Back in his electric Volvo after hours of training, Kingsbury starts heading back home.
He starts talking about his gold-medal run on a chilly February night at the Bokwang Phoenix Park ski hill in Pyeongchang, one of the greatest nights of his life.
“I remember starting to feel the vibration in my body when I was doing my warmup,” he says. He was playing a Mobb Deep song, Shook Ones Part 2, from the opening of the movie 8 Mile as he was going up the chairlift.
“That’s when I knew I was going to win. I felt so good. It’s not the best song ever but at that moment, I knew it.”
He plays the song over as he drives down the freeway, being swept away back to that golden night.
“The run is hard to remember. I remember some of it. The thing I remember most is crossing the line.”

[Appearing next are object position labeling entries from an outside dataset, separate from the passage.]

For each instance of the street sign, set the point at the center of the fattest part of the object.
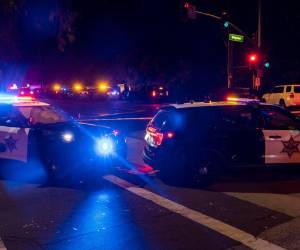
(236, 38)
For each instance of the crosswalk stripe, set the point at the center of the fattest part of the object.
(203, 219)
(286, 204)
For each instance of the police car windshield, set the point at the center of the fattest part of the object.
(43, 115)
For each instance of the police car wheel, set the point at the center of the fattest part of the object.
(205, 170)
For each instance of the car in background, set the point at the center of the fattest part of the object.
(284, 95)
(157, 92)
(195, 142)
(232, 93)
(26, 92)
(37, 135)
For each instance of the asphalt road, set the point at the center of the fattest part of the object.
(256, 209)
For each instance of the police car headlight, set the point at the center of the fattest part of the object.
(68, 137)
(104, 146)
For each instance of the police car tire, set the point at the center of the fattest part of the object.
(205, 170)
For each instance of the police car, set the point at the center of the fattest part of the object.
(36, 133)
(198, 140)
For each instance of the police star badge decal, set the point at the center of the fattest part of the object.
(290, 147)
(10, 143)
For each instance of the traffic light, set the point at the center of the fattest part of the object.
(266, 64)
(253, 58)
(226, 24)
(225, 19)
(191, 10)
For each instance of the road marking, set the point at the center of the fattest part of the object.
(120, 113)
(2, 246)
(286, 204)
(116, 119)
(203, 219)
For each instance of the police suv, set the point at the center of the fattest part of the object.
(197, 140)
(51, 143)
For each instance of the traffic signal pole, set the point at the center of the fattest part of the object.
(192, 15)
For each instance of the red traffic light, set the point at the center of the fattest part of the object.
(186, 5)
(253, 58)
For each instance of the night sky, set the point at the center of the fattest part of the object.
(147, 41)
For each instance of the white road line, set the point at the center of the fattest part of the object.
(281, 203)
(2, 246)
(205, 220)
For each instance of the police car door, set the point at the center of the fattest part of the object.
(281, 135)
(238, 135)
(13, 134)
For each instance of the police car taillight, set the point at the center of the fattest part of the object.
(154, 137)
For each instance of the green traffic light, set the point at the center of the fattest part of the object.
(226, 24)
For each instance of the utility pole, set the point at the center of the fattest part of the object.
(229, 63)
(257, 77)
(192, 14)
(259, 25)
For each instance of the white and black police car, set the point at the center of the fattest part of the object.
(195, 141)
(46, 141)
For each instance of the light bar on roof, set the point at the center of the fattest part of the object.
(236, 99)
(9, 99)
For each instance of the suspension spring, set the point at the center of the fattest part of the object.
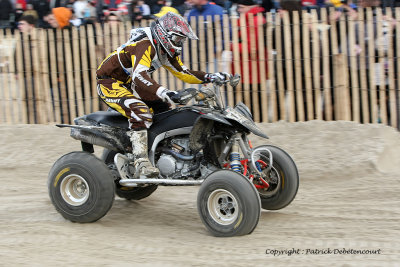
(235, 162)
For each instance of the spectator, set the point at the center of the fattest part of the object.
(59, 17)
(42, 8)
(79, 8)
(156, 7)
(268, 5)
(204, 8)
(19, 10)
(179, 5)
(30, 11)
(134, 12)
(247, 7)
(112, 18)
(21, 3)
(26, 24)
(165, 9)
(56, 3)
(5, 12)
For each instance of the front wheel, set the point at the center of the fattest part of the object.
(228, 204)
(80, 187)
(283, 179)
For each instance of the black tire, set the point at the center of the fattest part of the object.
(80, 187)
(282, 192)
(228, 204)
(129, 193)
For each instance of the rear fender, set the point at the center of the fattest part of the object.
(109, 137)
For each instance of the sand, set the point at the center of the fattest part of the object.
(347, 206)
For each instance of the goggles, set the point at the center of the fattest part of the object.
(178, 40)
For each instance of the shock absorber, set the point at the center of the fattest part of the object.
(234, 157)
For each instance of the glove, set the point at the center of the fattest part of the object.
(218, 77)
(166, 95)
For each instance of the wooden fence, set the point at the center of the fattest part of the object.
(297, 68)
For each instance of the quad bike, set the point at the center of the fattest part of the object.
(205, 143)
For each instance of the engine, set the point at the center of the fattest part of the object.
(176, 160)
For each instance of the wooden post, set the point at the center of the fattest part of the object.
(298, 67)
(316, 65)
(271, 69)
(254, 73)
(202, 44)
(77, 71)
(345, 77)
(41, 115)
(353, 71)
(227, 47)
(218, 51)
(363, 67)
(398, 68)
(28, 78)
(100, 53)
(279, 63)
(245, 59)
(261, 67)
(85, 69)
(382, 78)
(371, 61)
(13, 87)
(6, 103)
(236, 58)
(92, 69)
(290, 102)
(69, 76)
(194, 46)
(307, 66)
(210, 45)
(326, 67)
(54, 78)
(44, 66)
(22, 97)
(61, 76)
(391, 76)
(107, 39)
(341, 92)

As he continues remembering parts of that night, including hearing the joyous screams of his mother waiting at the bottom of the hill, Kingsbury interrupts himself.
“Welcome to my city. That’s me welcoming everyone,” he says, pointing across the road.
A larger-than-life sign is on the side of the road about two minutes from Kingsbury house.
It’s him, welcoming people to Deux-Montagnes.
“I’m an ambassador for the region here. That’s me with the apples. There was another picture on there before. It was me smiling. This one I’m a bit more chill,” he says.
It’s a perfect representation of where he is at in his life — a little calmer, more present, and skiing freer than any other point in his career.